During this period, she reframed some of her prior experiences. She said that in 1959 she read Norman Vincent Peale's book, The Power of Positive Thinking and she credited the book with much of her success. After reading the book she began entering and winning contests. Her first win was an outboard motor in a contest sponsored by Coca Cola. Next she won a bicycle for her daughter, and then trips to Europe, Disneyland and New York. She claimed that her ability to win contests came from the "projection of energy each person possess" which she called "auric energy". She championed the phrase "Anything the mind can conceive – and believe – it can achieve," which in a slightly different wording was earlier popularized by personal development guru Napoleon Hill and has been reformulated by many others. She lectured in England, Canada and throughout the United States. She further shared that the contests she won were something she felt ahead of time that she would win, including the Formica home. She reported that she had picked out a lot and had plans drawn up even before she was declared the winner. Similarly, she said she had acquired passports and required immunizations before winning a foreign trip.
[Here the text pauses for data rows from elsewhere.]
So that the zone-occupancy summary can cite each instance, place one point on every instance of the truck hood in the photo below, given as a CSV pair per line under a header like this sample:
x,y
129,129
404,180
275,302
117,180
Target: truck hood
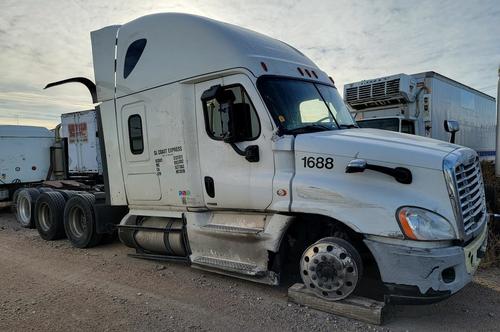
x,y
384,146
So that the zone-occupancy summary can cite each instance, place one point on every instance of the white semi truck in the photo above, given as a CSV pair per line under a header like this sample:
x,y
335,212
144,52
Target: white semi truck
x,y
235,153
426,104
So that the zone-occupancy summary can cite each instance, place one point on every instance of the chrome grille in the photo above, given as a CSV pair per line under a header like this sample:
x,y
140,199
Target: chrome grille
x,y
470,189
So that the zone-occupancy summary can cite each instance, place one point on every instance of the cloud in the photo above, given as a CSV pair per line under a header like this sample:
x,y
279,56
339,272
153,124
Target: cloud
x,y
44,41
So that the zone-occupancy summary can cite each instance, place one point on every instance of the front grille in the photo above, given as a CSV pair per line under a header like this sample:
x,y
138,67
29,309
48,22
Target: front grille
x,y
470,189
351,94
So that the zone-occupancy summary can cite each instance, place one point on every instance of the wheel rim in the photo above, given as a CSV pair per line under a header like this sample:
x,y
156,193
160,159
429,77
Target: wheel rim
x,y
77,222
24,209
329,271
44,215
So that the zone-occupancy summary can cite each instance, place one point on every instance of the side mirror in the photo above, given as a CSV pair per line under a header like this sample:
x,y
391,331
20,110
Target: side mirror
x,y
239,123
451,126
356,166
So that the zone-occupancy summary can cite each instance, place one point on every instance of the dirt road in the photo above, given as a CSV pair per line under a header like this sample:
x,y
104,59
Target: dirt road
x,y
52,286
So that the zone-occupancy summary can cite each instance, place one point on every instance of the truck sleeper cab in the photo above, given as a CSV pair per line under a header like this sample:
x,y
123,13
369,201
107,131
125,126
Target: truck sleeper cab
x,y
235,153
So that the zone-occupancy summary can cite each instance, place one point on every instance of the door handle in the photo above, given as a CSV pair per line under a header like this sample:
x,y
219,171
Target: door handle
x,y
210,186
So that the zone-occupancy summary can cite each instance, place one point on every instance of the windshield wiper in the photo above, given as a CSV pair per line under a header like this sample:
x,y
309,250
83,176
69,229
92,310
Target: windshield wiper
x,y
344,126
308,129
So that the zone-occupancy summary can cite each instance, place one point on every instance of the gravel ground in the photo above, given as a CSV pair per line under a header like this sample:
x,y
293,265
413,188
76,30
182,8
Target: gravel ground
x,y
50,286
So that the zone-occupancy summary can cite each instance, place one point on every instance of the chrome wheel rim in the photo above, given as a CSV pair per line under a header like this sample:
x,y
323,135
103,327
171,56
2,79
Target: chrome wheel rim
x,y
44,217
329,271
24,210
77,222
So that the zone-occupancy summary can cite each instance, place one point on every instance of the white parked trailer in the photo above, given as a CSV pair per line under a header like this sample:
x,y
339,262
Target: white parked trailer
x,y
80,130
235,153
420,104
24,156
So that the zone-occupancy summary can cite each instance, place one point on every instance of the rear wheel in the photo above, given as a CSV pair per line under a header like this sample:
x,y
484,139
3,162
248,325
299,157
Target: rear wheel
x,y
49,215
79,221
25,205
331,268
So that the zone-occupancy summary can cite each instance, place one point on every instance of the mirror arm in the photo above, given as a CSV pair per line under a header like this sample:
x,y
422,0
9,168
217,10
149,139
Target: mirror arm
x,y
401,174
237,149
251,152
The cover of her 1971 book read under her name, "The Woman Who Wins Every Contest She Enters". This claim was repeated, in one form or another, in newspaper profiles about Hadsell during the 1970s. But as a 1982 Orlando Sentinel story on contesting pointed out in reference to Hadsell's claims, in reality even those who were good at winning contests did not win every time.
She claimed to have developed telepathic communication with members of her family, especially her son Chris. She stated that the same projection of energy which she called "auric energy", also helped facilitate telepathy. In 1973 she taught a class which covered telepathy, clairvoyance, and psychic healing at Tarrant County Junior College.
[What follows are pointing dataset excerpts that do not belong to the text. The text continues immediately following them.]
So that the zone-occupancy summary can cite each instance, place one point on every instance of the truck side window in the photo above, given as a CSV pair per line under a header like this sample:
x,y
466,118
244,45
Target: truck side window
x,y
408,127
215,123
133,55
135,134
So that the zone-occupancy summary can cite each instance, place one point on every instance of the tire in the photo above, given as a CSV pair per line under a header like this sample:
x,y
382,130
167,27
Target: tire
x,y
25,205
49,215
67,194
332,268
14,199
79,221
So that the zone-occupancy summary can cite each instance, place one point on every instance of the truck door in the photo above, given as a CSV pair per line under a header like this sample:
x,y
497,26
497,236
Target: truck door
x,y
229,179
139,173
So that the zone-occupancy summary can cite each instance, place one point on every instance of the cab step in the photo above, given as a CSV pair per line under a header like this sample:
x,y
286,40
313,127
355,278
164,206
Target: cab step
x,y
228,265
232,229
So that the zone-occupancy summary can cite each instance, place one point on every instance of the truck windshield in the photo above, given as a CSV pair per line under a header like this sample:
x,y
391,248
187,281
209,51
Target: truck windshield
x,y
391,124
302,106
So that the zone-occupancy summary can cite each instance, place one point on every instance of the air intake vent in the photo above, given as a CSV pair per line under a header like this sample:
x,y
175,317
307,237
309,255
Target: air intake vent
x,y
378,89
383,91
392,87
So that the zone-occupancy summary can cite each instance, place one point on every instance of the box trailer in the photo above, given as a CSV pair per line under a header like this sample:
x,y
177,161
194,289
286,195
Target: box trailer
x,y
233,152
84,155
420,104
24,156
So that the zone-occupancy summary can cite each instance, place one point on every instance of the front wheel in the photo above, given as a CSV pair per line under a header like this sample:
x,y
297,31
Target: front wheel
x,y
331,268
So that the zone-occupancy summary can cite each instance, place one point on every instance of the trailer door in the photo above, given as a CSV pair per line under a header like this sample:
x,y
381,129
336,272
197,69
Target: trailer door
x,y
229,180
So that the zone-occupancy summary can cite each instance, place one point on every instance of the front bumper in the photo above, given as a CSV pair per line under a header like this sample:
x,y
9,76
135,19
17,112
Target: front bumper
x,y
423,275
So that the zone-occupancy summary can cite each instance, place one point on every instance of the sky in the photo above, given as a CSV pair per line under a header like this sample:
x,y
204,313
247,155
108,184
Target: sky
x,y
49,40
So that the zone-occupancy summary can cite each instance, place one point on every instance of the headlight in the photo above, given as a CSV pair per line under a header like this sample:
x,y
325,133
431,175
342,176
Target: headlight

Hadsell lectured and conducted workshops throughout the United States and Canada. Some Dallas-area colleges hosted her lectures. Among the topics discussed: ESP and self awareness and positive thinking. She said that everyone had at least some powers of ESP and clairvoyance, if they were recognized and developed.

== Later years ==
Hadsell self-published two books during the 2000s, both dealing with her spiritual beliefs and episodes from her life, and also self-published a novella. In 2007 a short humorous poem of hers, "Where's Grandma?", appeared in the Saturday Evening Post.
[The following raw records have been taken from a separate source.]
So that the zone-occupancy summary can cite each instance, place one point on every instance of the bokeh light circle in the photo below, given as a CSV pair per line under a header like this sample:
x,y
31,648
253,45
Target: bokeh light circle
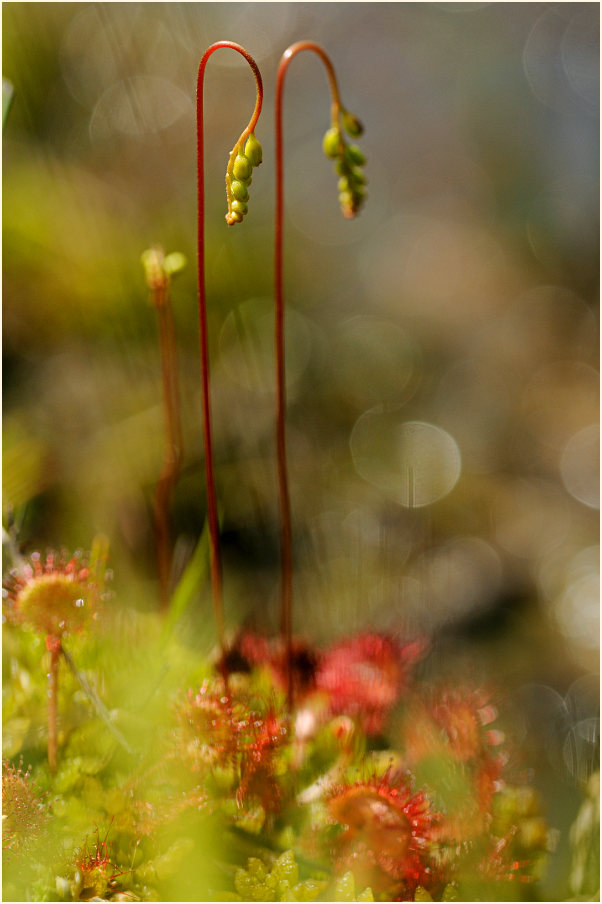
x,y
580,466
414,462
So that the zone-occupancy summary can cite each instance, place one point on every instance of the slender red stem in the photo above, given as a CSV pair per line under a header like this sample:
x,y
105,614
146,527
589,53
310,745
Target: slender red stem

Hadsell died in 2010 at age 86.

== Books ==
- Hadsell, Helen (1971). "The Name It and Claim It Game: with WINeuvers for WISHcraft" Several revised editions came out in the 1970s. Subsequently updated and republished as: Hadsell, Helene (2020). "Contesting: The Name It & Claim It Game: WINeuvers for WISHcraft"
- Hadsell, Helene (2002). "In Contact With Other Realms: An Adventurer's Experiences in Awareness" Subsequently updated and republished as: Hadsell, Helene (2020). "In Contact With Other Realms: An Adventurer's Experiences in Awareness"
- Hadsell, Helene (2007). "Confessions of an 83-Year-Old Sage: The GLAD-SAD-MAD of Life" Subsequently updated and republished as: Hadsell, Helene (2021). "Confessions of an 83-Year-Old Sage: The GLAD-SAD-MAD of Life"
- Hadsell, Helene (2008). A Man Called Friday. Subsequently updated and republished as: Hadsell, Helene; Wilman, Carolyn (2023). A Man Called Friday. Oshawa, ON: 7290268 Canada Inc. ISBN 978-1777319410.